- Holder says tactics for approaching "active shooter" situations should change
- Police agencies don't have the luxury of waiting for SWAT teams to arrive
- D.C. police response time in the Navy Yard shooting was great, but still 12 people were killed
- Police chiefs disagree with the Justice Department's position on states that legalize marijuana
Attorney General Eric Holder said Monday that it has become clear new strategies are needed to deal with how police respond to "active shooter" situations -- those in which someone with a gun is still on the scene and firing at victims.
Shootings like last month's at the Washington Navy Yard have tripled in recent years, Holder told the International Association of Chiefs of Police Conference, and there have been 12 already this year. And he said such shootings have become more deadly -- a 150% increase in the number of people killed over the past four years.
"Although research methods and results vary, it's become clear that new strategies -- and aggressive national response protocols -- must be employed to stop shooters in their tracks," Holder told the police chiefs.
In the Navy Yard shooting, the police response time was considered extremely fast. D.C. Metro Police Chief Kathy Lanier said her officers were on the scene in seven minutes, which is about half the national average response time.
But still, 12 people were killed.
Experts say that despite a quick response time, the first officers on the scene often must wait until more highly trained special weapons and tactics teams arrive, and in the interim lives could be lost.
Holder said that years of analysis reinforces the need for "an immediate, aggressive response to active shooters. In order to prevent additional casualties, it is often patrol officers -- not necessarily SWAT teams -- who serve as the tip of the spear in responding to these incidents."
Security consultant Chris Grollnek describes current tactics as, "Respond once your backup arrives, and use a contact-cover approach so you are not on a suicide mission."
Holder said that police don't always have the luxury to take the time to get their best-trained, best-equipped officers to the scene.
"To save lives, the first officers to arrive must sometimes be the ones to directly engage an active shooter," Holder said. "That's why all law enforcement officers must have the best equipment and most up-to-date training to confront these situations.

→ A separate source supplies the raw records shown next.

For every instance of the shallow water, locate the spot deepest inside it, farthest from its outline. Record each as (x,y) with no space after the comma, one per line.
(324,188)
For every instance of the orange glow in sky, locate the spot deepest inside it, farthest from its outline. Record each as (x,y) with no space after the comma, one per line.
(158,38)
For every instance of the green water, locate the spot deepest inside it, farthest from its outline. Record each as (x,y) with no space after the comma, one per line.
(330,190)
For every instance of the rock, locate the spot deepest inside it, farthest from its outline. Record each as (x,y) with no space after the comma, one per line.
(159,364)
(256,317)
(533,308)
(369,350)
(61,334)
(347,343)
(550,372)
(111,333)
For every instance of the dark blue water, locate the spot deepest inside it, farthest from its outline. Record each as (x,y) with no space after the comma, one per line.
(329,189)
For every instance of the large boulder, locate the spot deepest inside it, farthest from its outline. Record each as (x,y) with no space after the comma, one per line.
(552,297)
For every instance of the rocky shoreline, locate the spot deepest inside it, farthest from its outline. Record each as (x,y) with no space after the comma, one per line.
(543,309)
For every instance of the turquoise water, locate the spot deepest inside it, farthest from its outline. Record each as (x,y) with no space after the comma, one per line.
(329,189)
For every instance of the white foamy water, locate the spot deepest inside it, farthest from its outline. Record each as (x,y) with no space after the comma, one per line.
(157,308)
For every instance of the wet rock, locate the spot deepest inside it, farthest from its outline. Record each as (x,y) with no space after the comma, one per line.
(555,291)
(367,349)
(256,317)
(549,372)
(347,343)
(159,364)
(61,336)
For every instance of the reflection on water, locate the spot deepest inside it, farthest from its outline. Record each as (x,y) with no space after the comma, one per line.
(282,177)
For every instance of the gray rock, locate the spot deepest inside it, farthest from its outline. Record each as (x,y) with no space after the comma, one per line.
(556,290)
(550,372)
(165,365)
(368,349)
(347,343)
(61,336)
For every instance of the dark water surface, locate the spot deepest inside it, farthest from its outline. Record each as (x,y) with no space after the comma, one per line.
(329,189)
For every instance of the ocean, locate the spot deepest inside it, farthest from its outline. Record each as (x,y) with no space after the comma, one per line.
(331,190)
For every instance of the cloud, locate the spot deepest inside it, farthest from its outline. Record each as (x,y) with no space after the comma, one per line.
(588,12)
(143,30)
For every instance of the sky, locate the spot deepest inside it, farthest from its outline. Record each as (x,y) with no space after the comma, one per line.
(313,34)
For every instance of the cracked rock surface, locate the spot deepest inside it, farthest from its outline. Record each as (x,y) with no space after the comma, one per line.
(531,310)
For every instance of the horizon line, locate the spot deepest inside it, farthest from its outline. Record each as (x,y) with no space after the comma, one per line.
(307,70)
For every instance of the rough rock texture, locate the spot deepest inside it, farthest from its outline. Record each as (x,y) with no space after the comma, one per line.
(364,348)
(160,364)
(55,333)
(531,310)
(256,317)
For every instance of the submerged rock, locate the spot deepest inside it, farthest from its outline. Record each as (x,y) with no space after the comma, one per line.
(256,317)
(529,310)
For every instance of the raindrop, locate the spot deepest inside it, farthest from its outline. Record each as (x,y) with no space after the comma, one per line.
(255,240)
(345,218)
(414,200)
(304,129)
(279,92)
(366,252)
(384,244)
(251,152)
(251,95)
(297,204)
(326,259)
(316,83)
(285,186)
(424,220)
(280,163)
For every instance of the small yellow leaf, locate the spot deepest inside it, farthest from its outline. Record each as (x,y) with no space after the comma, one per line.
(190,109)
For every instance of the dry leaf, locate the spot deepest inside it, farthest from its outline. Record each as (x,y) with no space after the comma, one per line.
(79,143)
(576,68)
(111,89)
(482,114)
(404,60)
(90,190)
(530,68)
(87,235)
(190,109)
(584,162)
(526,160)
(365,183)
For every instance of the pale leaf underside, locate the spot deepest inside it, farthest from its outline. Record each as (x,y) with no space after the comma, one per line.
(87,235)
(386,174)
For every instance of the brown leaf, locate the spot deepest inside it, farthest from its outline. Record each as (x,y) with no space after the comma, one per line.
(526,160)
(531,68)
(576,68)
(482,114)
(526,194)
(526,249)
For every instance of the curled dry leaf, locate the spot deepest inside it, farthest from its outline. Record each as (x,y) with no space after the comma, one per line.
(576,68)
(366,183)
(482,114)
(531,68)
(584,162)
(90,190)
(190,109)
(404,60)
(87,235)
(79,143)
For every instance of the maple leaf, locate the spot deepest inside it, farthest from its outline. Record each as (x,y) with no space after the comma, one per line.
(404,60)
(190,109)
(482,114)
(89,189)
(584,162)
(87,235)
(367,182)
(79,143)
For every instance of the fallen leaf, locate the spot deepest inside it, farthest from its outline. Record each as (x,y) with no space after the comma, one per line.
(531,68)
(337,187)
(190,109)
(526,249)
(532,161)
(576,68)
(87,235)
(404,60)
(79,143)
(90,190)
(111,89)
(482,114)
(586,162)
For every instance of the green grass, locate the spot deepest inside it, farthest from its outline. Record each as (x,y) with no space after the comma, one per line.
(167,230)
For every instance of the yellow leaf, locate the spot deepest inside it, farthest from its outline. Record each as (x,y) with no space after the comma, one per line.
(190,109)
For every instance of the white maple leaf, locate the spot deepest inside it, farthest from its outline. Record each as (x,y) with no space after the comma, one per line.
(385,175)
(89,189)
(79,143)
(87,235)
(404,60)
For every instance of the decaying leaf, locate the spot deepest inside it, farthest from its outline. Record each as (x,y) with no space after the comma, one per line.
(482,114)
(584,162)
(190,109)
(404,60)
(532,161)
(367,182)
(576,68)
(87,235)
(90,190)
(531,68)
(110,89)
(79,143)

We owe these officers nothing less."
Grollnek focuses on training regular people how to protect themselves before police arrive at the scene. He says people who work in places where a shooting could happen could use some training, too.
"Get up and move -- do not become a victim, don't be a stationary target," he said. "React by escaping the target."
Holder said the Justice Department has partnered with groups like the IACP to train more than 50,000 front-line officers, more than 7,000 on-scene commanders and more than 3,000 local, state and federal agency heads on how to respond to active shooter situations. And it has joined with other federal agencies, local partners and outside experts to develop guidance for schools, churches, colleges, universities and private citizens on how to prepare for such incidents.
Holder also said that the Justice Department has placed an increased emphasis on evaluating threats with the goal of disrupting potential shootings and other violent attacks. The FBI's Behavioral Threat Assessment Center has successfully disrupted hundreds of potential shootings --including 150 this year --Holder said.
While Holder pointed to partnerships with the IACG in active shooter response and prevention, there is disagreement on other issues: IACG President Craig Steckler, retired chief of police in Fremont, California, said in his introduction of Holder that the group's membership "profoundly disagrees" with the Justice Department's decision not to challenge laws legalizing marijuana in Colorado and Washington state and not taking a stand against legalizing marijuana in California, as that state's Proposition 19 would do.
"This decision by the U.S. Department of Justice, in our view, will open the floodgates for those who want to legalize marijuana throughout the country, those who have the resources to place initiatives and referendums on state ballots and those who've continued to profit from the sale of this unlawful drug," Steckler said to applause.
Holder said the Department of Justice and law enforcement agencies need "marriage counseling" in dealing with some issues.